La “limosna” de los famosos: el “regalo” de un sistema despiadado

Cuando la estrella de cine George Clooney se casó con la abogada especialista en derechos humanos y símbolo de la moda Amal Alamuddin en Venecia en 2014, la página web Entertainment Tonight declaró: “La caridad ha sido la verdadera ganadora de esta celebración nupcial multimillonaria”.

La razón de este triunfo venía de ciertas fotos de boda que se habían destinado, tal y como puedes suponer, a la “caridad”, el pasatiempo favorito de los famosos que con tanta frecuencia la convierten en puntos autopublicitarios y en reputación de corte heroico-mesiánico, eso por no hablar de las exenciones fiscales.


Los que no somos famosos hemos estado tan condicionados a percibir la caridad como algo indefectiblemente beneficioso (en lugar de verlo como una mercantilización y como una forma de explotación del falso altruismo) que no parecemos darnos cuenta de la irrealidad del mundo autocomplaciente de la filantropía de los famosos.

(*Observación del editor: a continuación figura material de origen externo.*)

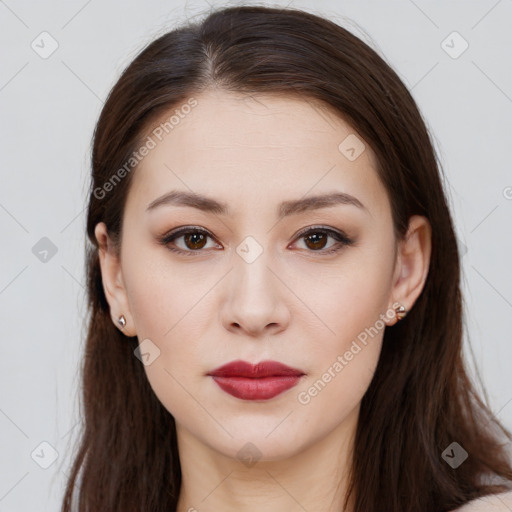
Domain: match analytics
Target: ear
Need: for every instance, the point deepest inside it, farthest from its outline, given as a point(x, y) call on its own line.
point(112, 278)
point(412, 264)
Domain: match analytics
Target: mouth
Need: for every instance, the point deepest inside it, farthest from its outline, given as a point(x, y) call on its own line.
point(261, 381)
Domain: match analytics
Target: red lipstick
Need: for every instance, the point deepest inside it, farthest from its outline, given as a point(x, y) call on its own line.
point(261, 381)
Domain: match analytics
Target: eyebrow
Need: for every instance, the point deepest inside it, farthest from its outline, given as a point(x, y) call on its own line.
point(286, 208)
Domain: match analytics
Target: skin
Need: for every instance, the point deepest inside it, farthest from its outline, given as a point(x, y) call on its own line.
point(292, 304)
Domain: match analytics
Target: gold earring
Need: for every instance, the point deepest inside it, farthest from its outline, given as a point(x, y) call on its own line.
point(121, 321)
point(400, 312)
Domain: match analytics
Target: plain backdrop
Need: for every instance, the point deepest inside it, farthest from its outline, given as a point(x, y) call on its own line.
point(49, 104)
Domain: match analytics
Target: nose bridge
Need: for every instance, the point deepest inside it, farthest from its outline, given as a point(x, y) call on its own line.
point(252, 277)
point(255, 299)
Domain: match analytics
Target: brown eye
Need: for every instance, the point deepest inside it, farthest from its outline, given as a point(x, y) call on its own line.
point(189, 241)
point(316, 240)
point(194, 240)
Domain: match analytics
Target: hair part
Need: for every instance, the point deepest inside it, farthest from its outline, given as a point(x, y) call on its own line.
point(420, 399)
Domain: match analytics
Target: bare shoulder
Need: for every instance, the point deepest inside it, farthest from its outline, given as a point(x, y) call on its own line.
point(492, 503)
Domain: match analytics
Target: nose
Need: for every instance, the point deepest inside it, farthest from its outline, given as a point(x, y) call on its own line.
point(255, 301)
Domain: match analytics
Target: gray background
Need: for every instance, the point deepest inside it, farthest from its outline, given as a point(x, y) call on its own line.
point(48, 110)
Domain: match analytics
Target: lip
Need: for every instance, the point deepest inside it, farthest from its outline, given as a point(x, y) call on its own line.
point(261, 381)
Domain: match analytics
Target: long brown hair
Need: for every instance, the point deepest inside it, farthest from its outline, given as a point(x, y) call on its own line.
point(420, 399)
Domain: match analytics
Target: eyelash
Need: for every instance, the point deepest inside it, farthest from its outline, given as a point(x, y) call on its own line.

Para muestra un botón: los informes que explican que ONE, la fundación contra la pobreza de la estrella de la música Bono, destinaba en 2008 un exiguo 1,2 por ciento de los fondos recaudados a las personas a las que supuestamente ayudaba. Esos informes no hicieron nada para evitar la representación de aquel hombre como una especie de mesías de África.